Abba Eban, her husband (and my great-uncle), was known as the writer in the family but Suzy reveals through her “recollections” (A Sense of Purpose, Halban £20) a talent for evocative prose. Although born in the Egyptian town of Ismailia, her family was of Palestinian-Jewish stock and she grew up speaking Hebrew. In describing her early days, she conveys a sense of the strong contrast between her affluent colonial-like lifestyle in Egypt and the harsher, pioneering existence of her grandparents in Palestine.

Suzy met and married the young British officer then called Aubrey Eban when he was stationed in Alexandria during the Second World War. The man she describes is a brilliant, absent-minded, scholastic, funny, deeply political character, who had been inculcated with Jewish education and developed fierce Zionist sympathies as a boy in South London. All this I can corroborate. Uncle Aubrey was a man whose towering intellect made him an intimidating, though exhilarating, man to talk to — about politics, history, art, sport and a staggering range of other subjects.

His presence dominates his widow’s book. As Israel’s first ambassador to the United Nations, he was known as “The voice of Israel” on account of his astounding oratory. He would work hard at his speech-writing, recalls Suzy, but on the odd occasion he was called upon to speak off the cuff, he would still be able to dazzle. (For a little light relief from the diplomatic world, Uncle Aubrey translated Oedipus from the Greek and taught himself to speak perfect Castilian Spanish).

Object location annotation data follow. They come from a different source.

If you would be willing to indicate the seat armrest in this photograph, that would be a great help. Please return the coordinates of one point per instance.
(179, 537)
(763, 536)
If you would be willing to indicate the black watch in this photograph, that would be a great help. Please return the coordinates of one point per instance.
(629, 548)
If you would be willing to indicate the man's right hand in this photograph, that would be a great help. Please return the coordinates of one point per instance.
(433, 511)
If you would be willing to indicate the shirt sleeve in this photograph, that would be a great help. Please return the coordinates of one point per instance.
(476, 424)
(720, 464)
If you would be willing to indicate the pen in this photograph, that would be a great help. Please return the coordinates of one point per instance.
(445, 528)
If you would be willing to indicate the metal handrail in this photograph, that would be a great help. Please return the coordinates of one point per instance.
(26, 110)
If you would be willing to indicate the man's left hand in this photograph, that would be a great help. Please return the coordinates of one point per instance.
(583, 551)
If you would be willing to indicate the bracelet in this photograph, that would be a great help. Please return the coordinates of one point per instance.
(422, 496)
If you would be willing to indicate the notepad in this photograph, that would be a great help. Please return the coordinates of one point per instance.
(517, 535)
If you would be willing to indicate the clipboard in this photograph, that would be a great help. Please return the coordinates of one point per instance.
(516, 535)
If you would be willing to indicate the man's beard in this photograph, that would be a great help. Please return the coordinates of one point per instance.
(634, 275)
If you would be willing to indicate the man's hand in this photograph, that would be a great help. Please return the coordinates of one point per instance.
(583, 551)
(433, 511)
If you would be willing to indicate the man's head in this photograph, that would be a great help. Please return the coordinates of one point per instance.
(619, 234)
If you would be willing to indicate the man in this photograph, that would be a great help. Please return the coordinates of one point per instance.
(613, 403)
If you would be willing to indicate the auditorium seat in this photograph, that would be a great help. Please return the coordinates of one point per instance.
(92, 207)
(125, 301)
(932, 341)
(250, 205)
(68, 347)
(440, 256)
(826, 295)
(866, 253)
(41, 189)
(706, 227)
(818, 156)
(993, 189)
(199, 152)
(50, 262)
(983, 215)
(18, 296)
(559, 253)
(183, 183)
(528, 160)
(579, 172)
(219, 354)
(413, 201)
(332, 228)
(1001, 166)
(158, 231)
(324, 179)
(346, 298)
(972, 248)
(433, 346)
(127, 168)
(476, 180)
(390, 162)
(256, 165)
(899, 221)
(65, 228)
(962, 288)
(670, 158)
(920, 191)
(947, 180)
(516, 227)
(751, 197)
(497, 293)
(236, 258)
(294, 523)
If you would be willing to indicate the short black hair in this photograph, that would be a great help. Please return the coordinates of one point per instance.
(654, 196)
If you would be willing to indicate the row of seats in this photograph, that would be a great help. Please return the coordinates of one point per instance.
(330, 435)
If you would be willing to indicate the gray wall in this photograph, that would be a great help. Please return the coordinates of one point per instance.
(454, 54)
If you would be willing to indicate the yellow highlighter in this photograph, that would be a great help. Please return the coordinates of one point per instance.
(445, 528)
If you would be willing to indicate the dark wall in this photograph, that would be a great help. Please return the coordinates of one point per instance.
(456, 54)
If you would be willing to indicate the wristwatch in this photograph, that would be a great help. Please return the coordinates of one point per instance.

There are extensive passages on Eban’s career as Foreign Minister and his pivotal role in the wars of 1967 and 1973, but Suzy tactfully omits his cheeky use of the Israeli diplomatic bag to bring highly unkosher treats from New York to his family in ration-bound London in the 1940s and ’50s.

The book’s many delights include intriguing snippets on Chaim Weizmann, David Ben Gurion, and their wives, Vera and Paula, and an emotional description of Suzy’s return to the country of her birth following President Anwar Sadat’s peace mission to Israel in 1977.